We only measured five heavy metals, which limits our study. Due to technical constraints, this number is small but can be used for future research on heavy metal alterations. Additionally, the absence of simultaneous measurements of heavy metal levels in patient’s blood samples and indicators of heavy metal air pollution in their urban and rural areas can be considered.

One limitation of this study is the absence of histopathological analysis of inferior nasal concha tissues. Including histopathological evaluation could provide insights into cellular or tissue-level alterations associated with heavy metal accumulation. This would allow a deeper understanding of the clinical implications and pathological changes from metal exposure.

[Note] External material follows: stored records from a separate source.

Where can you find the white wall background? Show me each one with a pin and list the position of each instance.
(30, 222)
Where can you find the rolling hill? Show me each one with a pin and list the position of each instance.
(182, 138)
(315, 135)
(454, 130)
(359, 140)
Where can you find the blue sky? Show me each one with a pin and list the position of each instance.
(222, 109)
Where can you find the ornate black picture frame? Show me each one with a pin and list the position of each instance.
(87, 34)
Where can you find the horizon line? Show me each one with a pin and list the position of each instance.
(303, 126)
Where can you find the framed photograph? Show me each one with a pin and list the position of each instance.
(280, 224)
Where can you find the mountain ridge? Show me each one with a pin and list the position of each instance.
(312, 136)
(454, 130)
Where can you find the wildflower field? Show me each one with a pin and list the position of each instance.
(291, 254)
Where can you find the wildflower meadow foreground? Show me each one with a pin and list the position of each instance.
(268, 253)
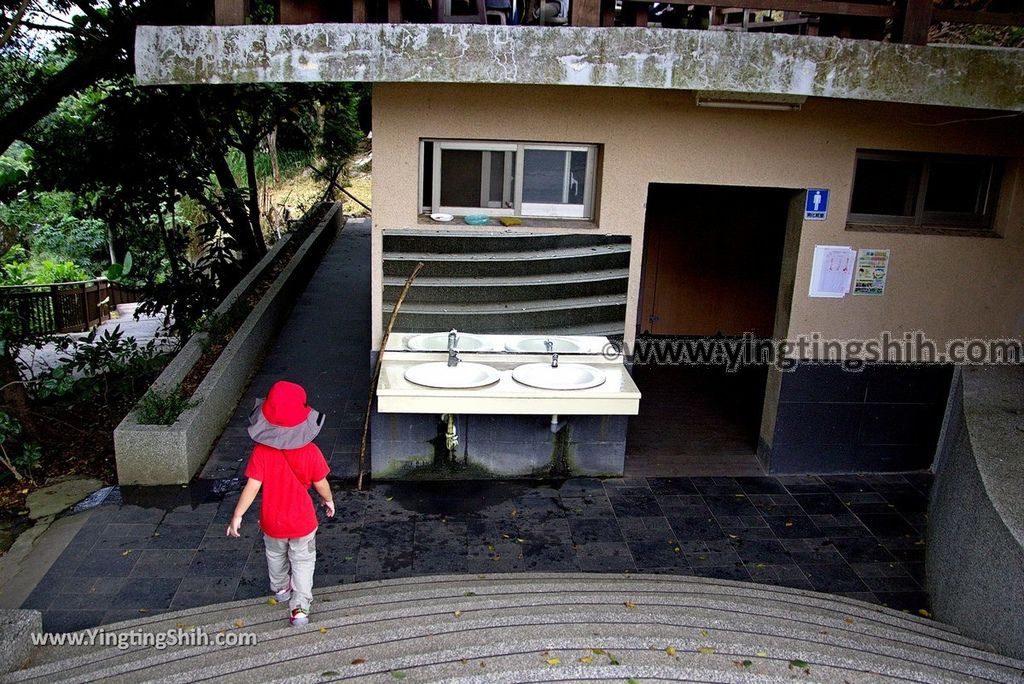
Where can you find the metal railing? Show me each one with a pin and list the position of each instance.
(64, 307)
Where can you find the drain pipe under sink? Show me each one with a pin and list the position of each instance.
(451, 434)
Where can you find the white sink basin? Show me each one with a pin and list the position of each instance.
(537, 345)
(438, 342)
(442, 376)
(565, 376)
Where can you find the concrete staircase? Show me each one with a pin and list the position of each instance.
(526, 628)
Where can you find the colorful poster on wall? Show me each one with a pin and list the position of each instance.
(872, 266)
(832, 270)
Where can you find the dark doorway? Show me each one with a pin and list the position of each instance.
(713, 258)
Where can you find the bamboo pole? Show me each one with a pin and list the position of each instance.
(377, 372)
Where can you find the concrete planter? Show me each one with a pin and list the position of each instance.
(172, 454)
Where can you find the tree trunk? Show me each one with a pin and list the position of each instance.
(254, 215)
(271, 145)
(110, 245)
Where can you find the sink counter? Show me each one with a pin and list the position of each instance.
(616, 396)
(589, 344)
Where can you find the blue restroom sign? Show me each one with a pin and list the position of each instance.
(816, 207)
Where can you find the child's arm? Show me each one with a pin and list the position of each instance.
(324, 489)
(249, 493)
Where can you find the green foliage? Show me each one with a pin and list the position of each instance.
(18, 459)
(197, 287)
(162, 408)
(43, 272)
(217, 327)
(14, 167)
(119, 271)
(105, 367)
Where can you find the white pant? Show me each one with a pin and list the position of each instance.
(295, 559)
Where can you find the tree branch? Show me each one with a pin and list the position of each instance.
(14, 22)
(90, 11)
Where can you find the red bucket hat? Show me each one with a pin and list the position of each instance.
(284, 420)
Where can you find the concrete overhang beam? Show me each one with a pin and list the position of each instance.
(674, 59)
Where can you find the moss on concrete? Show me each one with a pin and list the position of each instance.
(953, 76)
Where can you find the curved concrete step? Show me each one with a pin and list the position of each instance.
(542, 254)
(513, 280)
(547, 628)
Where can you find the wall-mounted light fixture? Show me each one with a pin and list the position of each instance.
(743, 100)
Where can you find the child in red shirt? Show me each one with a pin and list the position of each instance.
(286, 463)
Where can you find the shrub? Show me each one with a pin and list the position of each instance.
(163, 408)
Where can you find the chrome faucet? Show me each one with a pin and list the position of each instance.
(453, 352)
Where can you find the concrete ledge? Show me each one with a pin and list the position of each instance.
(975, 553)
(16, 628)
(627, 57)
(172, 454)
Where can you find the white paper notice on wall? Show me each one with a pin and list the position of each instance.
(832, 271)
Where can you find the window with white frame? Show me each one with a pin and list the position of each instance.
(894, 190)
(535, 179)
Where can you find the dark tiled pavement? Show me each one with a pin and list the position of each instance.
(156, 549)
(857, 536)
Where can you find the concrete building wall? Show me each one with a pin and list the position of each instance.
(947, 287)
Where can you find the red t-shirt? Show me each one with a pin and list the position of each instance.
(287, 511)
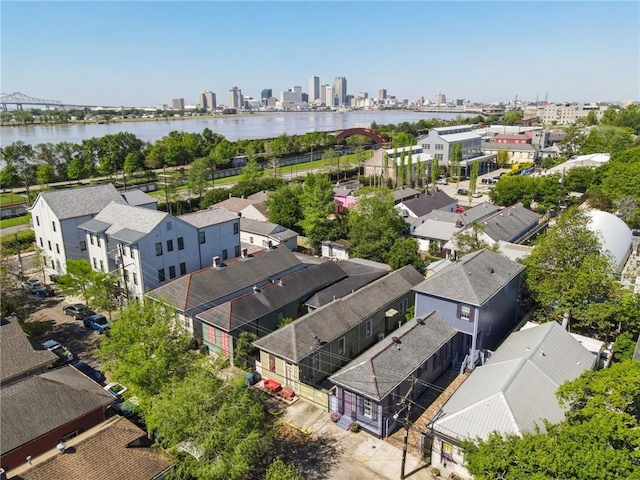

Future studies could enhance these findings by better correlating histopathological results with metal concentration levels to assess the potential impact on nasal and respiratory health. The study’s inability to consider passive smoking status despite excluding active smokers and ex-smokers needs improvement.

Conclusion

When we attribute the cause of a condition to air pollution, but the underlying mechanisms are not yet completely understood, showing the presence of heavy metals in the nasal mucosa can be beneficial. In clinical scenarios where there is evidence of heavy metal accumulation and a clear link to diseases, we can mitigate the occurrence of the diseases by implementing preventive measures in urban areas.